Datam de 1530 os primeiros relatos de colonizadores europeus dando conta da existência de gêneros alternativos na maioria dos povos nativos norte-americanos. Embora as inúmeras variantes e peculiaridades dos gêneros alternativos identificados pelos europeus, seus representantes foram genericamente denominados de berdaches, vocábulo provavelmente derivado de bardaj, termo utilizado na Pérsia para designar homens afeminados e parceiros sexuais passivos.
Sociologicamente o berdache poderia ser descrito como uma solução elegante e generosa para acolher indivíduos desadaptados à dualidade masculino/ feminino. Contudo, muito além de solução respeitosa para o possível impasse institucional criado por homens considerados “covardes”, relativamente aos padrões de gênero vigentes na tribo, os berdaches constituíram um segmento de pessoas tidas como abençoadas pelos deuses.
Por serem, ao mesmo tempo, macho e fêmea e, portanto, estarem mais completos e equilibrados do que um macho ou fêmea isoladamente, os nativos americanos acreditavam (e seus remanescente ainda acreditam largamente) que a identidade berdache fosse o resultado da intervenção de forças sobrenaturais, de onde viriam seus “poderes especiais”, mito sancionado pela mitologia tribal, que os tornou conhecidos como “possuidores de dois espíritos”.
Os berdaches sobreviveram até hoje em muitas comunidades nativas norte-americanas devido à sua importância dentro da tribo, onde sempre desempenharam, dentre outros, os papéis de aconselhadores espirituais, médicos, adivinhos e xamãs. Embora isso já não seja mais tão comum hoje em dia, no passado os berdaches masculinos podiam também desempenhar papéis dentro do grupo familiar, atuando como esposas dos guerreiros, posição social em que recebiam o mesmo tratamento dado às mulheres casadas.
Berdaches masculinos foram localizados em mais de 155 tribos norte-americanas. As únicas exceções documentadas foram os Apaches e Comanches. Em aproximadamente um terço desses grupos, um gênero alternativo também existiu para fêmeas que desenvolveram um estilo de vida masculino, tornando-se caçadores, guerreiros e chefes. Elas também foram muitas vezes chamadas pelo mesmo nome de berdaches e às vezes através de um termo distinto, constituindo, dessa forma, um quarto gênero. Assim, “o terceiro gênero” geralmente refere-se a berdaches masculinos e às vezes a berdaches masculinos e femininos, enquanto “o quarto gênero” sempre se refere a berdaches femininos.

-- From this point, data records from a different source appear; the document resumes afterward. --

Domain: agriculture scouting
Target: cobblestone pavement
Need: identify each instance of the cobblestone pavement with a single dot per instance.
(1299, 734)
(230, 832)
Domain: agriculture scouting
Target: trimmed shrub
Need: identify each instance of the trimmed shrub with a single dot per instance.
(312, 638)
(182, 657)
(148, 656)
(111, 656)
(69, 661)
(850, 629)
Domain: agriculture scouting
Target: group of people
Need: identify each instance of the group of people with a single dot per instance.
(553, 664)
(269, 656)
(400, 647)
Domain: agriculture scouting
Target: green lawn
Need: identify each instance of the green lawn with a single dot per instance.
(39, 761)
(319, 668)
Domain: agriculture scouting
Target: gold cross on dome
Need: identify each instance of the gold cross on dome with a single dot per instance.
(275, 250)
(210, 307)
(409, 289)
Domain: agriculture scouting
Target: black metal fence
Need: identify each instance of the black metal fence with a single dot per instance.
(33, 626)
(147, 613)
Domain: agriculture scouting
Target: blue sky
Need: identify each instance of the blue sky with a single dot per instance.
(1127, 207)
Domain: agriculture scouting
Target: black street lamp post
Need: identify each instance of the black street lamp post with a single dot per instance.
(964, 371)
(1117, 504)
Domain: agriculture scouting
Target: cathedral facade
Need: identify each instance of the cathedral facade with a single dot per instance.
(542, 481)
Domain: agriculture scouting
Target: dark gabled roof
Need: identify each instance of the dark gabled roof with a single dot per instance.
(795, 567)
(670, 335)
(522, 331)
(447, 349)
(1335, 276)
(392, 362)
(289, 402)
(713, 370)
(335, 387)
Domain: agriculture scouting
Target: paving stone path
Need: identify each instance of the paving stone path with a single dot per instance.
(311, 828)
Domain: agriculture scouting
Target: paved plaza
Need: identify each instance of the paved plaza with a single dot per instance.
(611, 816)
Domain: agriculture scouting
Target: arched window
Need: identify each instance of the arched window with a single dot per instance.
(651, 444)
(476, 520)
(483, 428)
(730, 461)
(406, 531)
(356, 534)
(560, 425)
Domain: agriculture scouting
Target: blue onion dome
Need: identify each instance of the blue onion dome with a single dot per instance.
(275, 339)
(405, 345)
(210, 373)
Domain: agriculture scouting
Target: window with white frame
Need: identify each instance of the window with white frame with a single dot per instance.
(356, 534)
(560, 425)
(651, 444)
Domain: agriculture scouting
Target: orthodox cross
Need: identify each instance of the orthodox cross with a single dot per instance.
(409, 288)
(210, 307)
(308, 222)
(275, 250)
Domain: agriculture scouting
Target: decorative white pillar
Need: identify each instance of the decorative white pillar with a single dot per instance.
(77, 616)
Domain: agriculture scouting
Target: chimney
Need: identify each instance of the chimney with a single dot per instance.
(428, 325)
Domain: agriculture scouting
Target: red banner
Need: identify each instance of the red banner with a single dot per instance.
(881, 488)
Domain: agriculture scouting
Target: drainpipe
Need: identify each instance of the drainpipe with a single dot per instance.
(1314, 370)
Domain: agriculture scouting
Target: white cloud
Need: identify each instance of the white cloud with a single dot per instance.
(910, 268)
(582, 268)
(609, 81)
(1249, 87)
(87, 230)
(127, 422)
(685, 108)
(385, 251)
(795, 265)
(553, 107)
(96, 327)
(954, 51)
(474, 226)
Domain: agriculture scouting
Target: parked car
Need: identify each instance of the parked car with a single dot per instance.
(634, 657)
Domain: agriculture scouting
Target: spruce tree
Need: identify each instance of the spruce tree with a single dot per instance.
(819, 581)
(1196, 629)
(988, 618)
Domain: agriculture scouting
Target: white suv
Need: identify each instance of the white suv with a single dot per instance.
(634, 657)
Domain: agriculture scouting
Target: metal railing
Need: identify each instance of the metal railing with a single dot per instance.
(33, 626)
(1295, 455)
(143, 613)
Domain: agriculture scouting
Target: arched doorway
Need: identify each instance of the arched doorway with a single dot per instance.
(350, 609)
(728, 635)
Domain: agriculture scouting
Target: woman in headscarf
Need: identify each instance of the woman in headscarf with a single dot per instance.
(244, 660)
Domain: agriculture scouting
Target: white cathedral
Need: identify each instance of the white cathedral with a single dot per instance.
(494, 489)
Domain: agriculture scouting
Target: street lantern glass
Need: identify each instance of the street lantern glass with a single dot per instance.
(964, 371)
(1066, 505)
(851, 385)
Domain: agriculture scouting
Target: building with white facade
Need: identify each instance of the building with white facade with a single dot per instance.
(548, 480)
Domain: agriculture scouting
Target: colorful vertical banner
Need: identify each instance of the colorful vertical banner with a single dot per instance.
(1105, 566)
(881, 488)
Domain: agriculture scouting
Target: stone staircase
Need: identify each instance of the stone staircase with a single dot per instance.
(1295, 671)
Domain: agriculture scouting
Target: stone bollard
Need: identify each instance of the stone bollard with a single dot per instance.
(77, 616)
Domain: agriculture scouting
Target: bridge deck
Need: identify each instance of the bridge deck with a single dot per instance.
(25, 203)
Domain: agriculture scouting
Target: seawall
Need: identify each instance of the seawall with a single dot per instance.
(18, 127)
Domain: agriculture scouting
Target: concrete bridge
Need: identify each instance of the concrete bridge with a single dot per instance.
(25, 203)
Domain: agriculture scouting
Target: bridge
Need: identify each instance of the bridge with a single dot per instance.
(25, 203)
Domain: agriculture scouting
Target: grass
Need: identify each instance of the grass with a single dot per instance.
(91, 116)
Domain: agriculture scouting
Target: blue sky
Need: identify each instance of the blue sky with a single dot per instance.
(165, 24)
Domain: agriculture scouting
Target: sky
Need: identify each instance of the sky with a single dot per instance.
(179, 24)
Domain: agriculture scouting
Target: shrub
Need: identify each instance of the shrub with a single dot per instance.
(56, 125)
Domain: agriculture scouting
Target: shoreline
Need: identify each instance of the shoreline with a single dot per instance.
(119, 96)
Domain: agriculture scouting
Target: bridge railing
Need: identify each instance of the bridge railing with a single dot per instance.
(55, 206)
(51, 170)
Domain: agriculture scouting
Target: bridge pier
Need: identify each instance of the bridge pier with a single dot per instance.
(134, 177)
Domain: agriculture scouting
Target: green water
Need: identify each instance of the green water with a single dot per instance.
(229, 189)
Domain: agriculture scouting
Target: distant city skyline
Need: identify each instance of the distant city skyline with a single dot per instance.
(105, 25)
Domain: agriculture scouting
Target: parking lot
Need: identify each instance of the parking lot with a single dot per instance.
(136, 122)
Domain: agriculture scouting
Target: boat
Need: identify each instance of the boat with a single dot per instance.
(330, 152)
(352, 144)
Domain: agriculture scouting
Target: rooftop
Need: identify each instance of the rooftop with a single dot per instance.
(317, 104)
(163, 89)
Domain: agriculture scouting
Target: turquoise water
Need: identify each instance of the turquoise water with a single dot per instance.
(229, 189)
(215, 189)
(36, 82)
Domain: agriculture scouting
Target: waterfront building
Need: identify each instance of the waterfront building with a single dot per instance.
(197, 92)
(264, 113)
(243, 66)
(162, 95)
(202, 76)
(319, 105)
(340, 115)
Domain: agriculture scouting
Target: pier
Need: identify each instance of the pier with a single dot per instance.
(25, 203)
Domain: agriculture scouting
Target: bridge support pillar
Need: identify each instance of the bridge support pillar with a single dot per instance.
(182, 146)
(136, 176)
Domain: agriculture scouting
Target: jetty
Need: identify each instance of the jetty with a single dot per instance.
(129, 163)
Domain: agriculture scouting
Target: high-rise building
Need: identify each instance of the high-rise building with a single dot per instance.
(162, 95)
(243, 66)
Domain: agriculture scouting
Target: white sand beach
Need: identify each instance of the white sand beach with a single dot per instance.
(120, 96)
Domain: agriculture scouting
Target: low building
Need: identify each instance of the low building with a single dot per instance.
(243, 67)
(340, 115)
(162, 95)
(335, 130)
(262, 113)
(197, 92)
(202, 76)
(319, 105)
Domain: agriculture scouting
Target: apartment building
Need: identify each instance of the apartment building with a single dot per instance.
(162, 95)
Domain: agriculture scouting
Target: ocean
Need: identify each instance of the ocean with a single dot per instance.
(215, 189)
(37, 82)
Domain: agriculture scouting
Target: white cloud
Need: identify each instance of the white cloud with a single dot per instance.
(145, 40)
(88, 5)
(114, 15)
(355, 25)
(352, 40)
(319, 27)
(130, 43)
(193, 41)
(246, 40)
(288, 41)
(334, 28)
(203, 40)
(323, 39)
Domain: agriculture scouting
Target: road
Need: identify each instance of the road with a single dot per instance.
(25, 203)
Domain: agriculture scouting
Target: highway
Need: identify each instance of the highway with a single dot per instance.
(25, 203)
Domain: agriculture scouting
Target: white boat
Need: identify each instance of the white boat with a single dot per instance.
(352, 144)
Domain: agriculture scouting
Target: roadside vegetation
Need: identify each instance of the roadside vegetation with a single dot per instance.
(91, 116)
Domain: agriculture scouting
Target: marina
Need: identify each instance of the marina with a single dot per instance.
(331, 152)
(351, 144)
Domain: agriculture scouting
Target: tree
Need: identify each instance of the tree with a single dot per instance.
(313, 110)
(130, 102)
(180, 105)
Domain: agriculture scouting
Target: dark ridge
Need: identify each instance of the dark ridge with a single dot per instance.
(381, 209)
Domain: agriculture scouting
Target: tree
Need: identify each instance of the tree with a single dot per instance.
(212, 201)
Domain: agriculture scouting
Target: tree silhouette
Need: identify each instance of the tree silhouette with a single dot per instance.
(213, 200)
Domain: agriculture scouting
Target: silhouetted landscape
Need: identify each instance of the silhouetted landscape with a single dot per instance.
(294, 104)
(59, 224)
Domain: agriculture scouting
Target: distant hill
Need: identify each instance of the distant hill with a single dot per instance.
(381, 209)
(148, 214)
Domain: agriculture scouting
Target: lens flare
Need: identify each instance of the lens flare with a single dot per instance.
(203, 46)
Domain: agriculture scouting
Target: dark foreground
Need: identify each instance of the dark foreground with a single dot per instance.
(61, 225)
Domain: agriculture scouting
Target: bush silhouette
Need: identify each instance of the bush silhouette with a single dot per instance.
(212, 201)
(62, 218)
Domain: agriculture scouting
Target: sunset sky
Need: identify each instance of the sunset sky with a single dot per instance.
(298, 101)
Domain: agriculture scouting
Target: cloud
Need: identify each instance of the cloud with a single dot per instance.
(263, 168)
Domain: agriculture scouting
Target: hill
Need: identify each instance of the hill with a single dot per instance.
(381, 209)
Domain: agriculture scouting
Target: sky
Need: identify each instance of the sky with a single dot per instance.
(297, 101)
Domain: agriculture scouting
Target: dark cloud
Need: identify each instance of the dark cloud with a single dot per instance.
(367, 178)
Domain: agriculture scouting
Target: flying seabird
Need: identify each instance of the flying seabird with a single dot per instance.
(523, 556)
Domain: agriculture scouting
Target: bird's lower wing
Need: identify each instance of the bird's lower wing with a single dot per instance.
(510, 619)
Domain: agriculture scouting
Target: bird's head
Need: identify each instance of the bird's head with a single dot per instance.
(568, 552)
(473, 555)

Em muitas culturas tribais, os xamãs mais potentes eram “indivíduos de dois espíritos”, como dá conta o testemunho de muitos pesquisadores em seus estudos de campo. Mesmo quando os xamãs não eram necessariamente “pessoas de dois espíritos”, os pesquisadores os descrevem como possuindo a marca da transgeneridade, além de terem orientação sexual basicamente homo ou bissexual. Nesses casos, a distinção entre o xamã e o berdache era semelhante à distinção entre um mago poderoso, capaz de conjurar as forças da Natureza e a de um sacerdote dedicado, um mediador, um líder dos rituais, um cuidador ou um “revelador de verdades”.
Os nativos das Américas não só toleravam como respeitavam a transgeneridade como uma manifestação sagrada. A homofobia e a transfobia foram trazidos para as Américas pelo colonizador europeu e sua moral judaico-cristã. Em virtude da sua crença religiosa, os europeus que vieram conquistar a América perseguiram os berdaches implacavelmente. Vasco Nunes de Balboa, por exemplo, ao descobrir alguns berdaches no lugar onde hoje fica o Panamá, lançou-os aos seus cães, para que eles os devorassem vivos.